Today's tip of the day looks at the new version of LEED and what it actually says about product selection criteria.

As you may know, the new LEEDv4 rating system is due out this full (assuming the rating system is approved by USGBC membership this summer), complete with new credits (MRc2 and MRc3) for "building product disclosure and optimization — sourcing of raw materials" and "building product disclosure and optimization — material ingredients." Each of these credits is intended "to encourage the use of products and materials for which life-cycle information is available and that have environmentally, economically, and socially preferable life-cycle impacts."

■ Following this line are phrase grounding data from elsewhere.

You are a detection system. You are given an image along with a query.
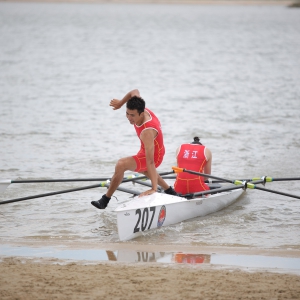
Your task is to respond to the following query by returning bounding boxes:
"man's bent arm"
[110,89,140,110]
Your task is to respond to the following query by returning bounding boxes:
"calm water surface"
[0,3,300,250]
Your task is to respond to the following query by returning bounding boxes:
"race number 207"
[133,207,156,233]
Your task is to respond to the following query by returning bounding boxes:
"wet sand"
[1,241,300,299]
[1,256,300,300]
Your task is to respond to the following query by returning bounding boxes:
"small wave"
[91,226,116,238]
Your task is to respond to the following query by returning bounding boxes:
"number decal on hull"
[133,209,141,233]
[148,207,155,230]
[133,206,156,233]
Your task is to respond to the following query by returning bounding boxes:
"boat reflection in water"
[110,250,211,265]
[173,253,211,264]
[1,245,300,273]
[107,250,300,274]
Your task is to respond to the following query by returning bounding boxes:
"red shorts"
[132,152,164,172]
[174,177,210,194]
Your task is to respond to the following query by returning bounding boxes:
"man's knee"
[115,157,136,172]
[115,158,128,171]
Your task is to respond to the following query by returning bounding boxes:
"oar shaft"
[113,186,140,196]
[186,183,300,200]
[185,185,243,198]
[0,184,100,205]
[254,186,300,199]
[122,171,173,182]
[0,183,142,205]
[11,178,111,183]
[0,171,173,205]
[10,175,135,184]
[182,169,233,184]
[8,171,174,184]
[238,177,300,182]
[161,175,177,180]
[173,166,300,200]
[133,180,164,192]
[270,177,300,182]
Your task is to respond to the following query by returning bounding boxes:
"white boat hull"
[115,187,244,241]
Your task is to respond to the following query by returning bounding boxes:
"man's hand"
[110,99,123,110]
[139,188,157,197]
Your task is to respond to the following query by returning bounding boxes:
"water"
[0,3,300,251]
[2,244,300,274]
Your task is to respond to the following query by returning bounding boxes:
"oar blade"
[0,180,11,193]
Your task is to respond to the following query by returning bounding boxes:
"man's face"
[126,108,143,125]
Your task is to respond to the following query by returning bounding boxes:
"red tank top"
[174,144,210,194]
[134,108,165,159]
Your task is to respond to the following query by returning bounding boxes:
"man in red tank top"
[174,137,212,195]
[91,89,177,210]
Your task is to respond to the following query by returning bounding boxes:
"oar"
[183,184,245,199]
[0,171,174,194]
[173,167,300,200]
[0,171,174,205]
[2,171,175,184]
[0,182,141,205]
[249,186,300,199]
[203,177,300,184]
[172,167,237,184]
[183,179,275,199]
[3,177,115,184]
[172,168,300,184]
[132,180,163,192]
[0,175,138,194]
[185,181,300,200]
[0,178,119,194]
[238,176,300,182]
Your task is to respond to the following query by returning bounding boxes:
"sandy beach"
[1,241,300,299]
[1,256,300,300]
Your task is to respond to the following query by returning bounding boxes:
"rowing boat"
[115,185,244,241]
[2,171,298,241]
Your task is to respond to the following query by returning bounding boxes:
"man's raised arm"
[110,89,140,110]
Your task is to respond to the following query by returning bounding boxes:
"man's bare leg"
[142,170,177,195]
[157,174,171,190]
[106,157,137,197]
[91,157,137,209]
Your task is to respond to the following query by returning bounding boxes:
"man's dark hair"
[191,136,202,145]
[126,96,145,115]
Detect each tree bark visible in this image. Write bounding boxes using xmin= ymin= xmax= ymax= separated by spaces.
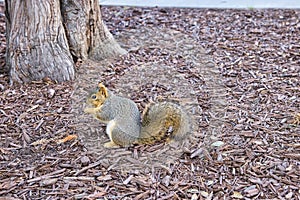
xmin=5 ymin=0 xmax=126 ymax=84
xmin=5 ymin=0 xmax=75 ymax=83
xmin=60 ymin=0 xmax=126 ymax=61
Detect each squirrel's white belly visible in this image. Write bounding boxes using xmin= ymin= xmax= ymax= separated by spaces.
xmin=106 ymin=120 xmax=116 ymax=140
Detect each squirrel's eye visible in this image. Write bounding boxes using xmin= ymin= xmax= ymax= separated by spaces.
xmin=91 ymin=94 xmax=97 ymax=99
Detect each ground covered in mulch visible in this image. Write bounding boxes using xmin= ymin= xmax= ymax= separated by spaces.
xmin=1 ymin=4 xmax=300 ymax=200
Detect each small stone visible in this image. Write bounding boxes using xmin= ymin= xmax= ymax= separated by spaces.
xmin=40 ymin=178 xmax=58 ymax=186
xmin=80 ymin=156 xmax=90 ymax=166
xmin=48 ymin=88 xmax=55 ymax=98
xmin=0 ymin=83 xmax=5 ymax=91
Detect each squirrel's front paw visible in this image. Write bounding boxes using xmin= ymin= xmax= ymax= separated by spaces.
xmin=104 ymin=141 xmax=120 ymax=148
xmin=84 ymin=107 xmax=94 ymax=114
xmin=84 ymin=107 xmax=101 ymax=114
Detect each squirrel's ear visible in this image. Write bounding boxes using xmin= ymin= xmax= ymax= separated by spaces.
xmin=98 ymin=83 xmax=108 ymax=97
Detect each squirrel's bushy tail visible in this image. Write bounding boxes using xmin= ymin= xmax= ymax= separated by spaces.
xmin=138 ymin=102 xmax=191 ymax=144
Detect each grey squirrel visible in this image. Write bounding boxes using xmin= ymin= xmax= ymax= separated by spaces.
xmin=84 ymin=83 xmax=191 ymax=148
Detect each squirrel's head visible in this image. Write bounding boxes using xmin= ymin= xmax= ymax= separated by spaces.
xmin=87 ymin=83 xmax=109 ymax=108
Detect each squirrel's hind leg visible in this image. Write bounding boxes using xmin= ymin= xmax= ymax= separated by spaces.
xmin=105 ymin=120 xmax=138 ymax=148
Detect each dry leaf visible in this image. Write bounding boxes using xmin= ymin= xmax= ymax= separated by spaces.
xmin=191 ymin=193 xmax=198 ymax=200
xmin=56 ymin=135 xmax=78 ymax=144
xmin=231 ymin=191 xmax=244 ymax=199
xmin=200 ymin=191 xmax=209 ymax=197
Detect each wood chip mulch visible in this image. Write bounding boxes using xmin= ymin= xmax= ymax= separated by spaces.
xmin=0 ymin=4 xmax=299 ymax=199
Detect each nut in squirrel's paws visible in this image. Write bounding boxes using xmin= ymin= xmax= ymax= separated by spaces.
xmin=104 ymin=141 xmax=120 ymax=148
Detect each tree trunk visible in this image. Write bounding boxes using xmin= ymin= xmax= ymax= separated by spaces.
xmin=5 ymin=0 xmax=126 ymax=84
xmin=5 ymin=0 xmax=75 ymax=83
xmin=60 ymin=0 xmax=126 ymax=61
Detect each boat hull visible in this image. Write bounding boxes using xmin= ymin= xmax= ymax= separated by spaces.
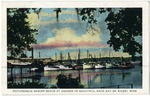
xmin=105 ymin=63 xmax=114 ymax=69
xmin=31 ymin=68 xmax=38 ymax=71
xmin=118 ymin=65 xmax=134 ymax=69
xmin=73 ymin=65 xmax=83 ymax=70
xmin=95 ymin=64 xmax=105 ymax=69
xmin=44 ymin=66 xmax=59 ymax=71
xmin=83 ymin=64 xmax=94 ymax=69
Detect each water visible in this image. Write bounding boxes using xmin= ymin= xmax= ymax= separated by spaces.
xmin=7 ymin=65 xmax=142 ymax=88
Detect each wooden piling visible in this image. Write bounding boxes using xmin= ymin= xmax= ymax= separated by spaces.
xmin=78 ymin=69 xmax=81 ymax=83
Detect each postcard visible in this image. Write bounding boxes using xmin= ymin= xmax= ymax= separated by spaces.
xmin=1 ymin=1 xmax=150 ymax=95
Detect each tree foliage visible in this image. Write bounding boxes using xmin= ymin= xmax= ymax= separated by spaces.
xmin=73 ymin=8 xmax=142 ymax=57
xmin=20 ymin=53 xmax=27 ymax=58
xmin=105 ymin=8 xmax=142 ymax=56
xmin=56 ymin=74 xmax=84 ymax=88
xmin=7 ymin=8 xmax=37 ymax=57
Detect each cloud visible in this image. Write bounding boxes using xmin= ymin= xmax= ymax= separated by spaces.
xmin=39 ymin=12 xmax=50 ymax=17
xmin=27 ymin=13 xmax=80 ymax=28
xmin=27 ymin=9 xmax=80 ymax=27
xmin=33 ymin=27 xmax=108 ymax=49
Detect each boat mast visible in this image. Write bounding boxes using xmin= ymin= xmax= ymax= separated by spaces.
xmin=87 ymin=50 xmax=89 ymax=59
xmin=77 ymin=49 xmax=80 ymax=65
xmin=55 ymin=53 xmax=57 ymax=61
xmin=99 ymin=52 xmax=101 ymax=61
xmin=89 ymin=54 xmax=94 ymax=61
xmin=109 ymin=51 xmax=111 ymax=62
xmin=94 ymin=54 xmax=96 ymax=59
xmin=87 ymin=50 xmax=89 ymax=62
xmin=60 ymin=52 xmax=63 ymax=63
xmin=68 ymin=52 xmax=72 ymax=63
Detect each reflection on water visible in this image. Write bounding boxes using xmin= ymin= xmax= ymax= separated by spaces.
xmin=7 ymin=65 xmax=142 ymax=88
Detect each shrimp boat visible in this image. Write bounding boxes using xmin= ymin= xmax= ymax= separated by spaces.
xmin=118 ymin=62 xmax=134 ymax=69
xmin=44 ymin=65 xmax=60 ymax=71
xmin=10 ymin=62 xmax=32 ymax=65
xmin=73 ymin=64 xmax=83 ymax=70
xmin=105 ymin=51 xmax=114 ymax=69
xmin=95 ymin=52 xmax=105 ymax=69
xmin=82 ymin=51 xmax=97 ymax=69
xmin=64 ymin=66 xmax=72 ymax=70
xmin=83 ymin=62 xmax=95 ymax=69
xmin=105 ymin=63 xmax=114 ymax=69
xmin=44 ymin=64 xmax=72 ymax=71
xmin=117 ymin=56 xmax=134 ymax=69
xmin=56 ymin=64 xmax=72 ymax=70
xmin=95 ymin=64 xmax=105 ymax=69
xmin=73 ymin=49 xmax=84 ymax=70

Does this mean that LEED is preventing project teams from using certain chemicals? No, of course not. But it does seem like a broad definition for product selection or for avoiding certain materials. When you get into the nitty-gritty, what it actually means was odious enough to several industry trade groups — including the American Chemistry Council — that they decided to start their own organization. The American High-Performance Building Coalition is dedicated to "the development of green building standards through consensus-based processes derived from data and performance-driven criteria." So far, however, there hasn't been much activity beyond the group's founding and initial PR push.

Each project team and facility management team should be responsible for defining its own product selection criteria. Sometimes that will include a red list — common in health care and schools. Sometimes it will not. It all depends on the priorities of the organization.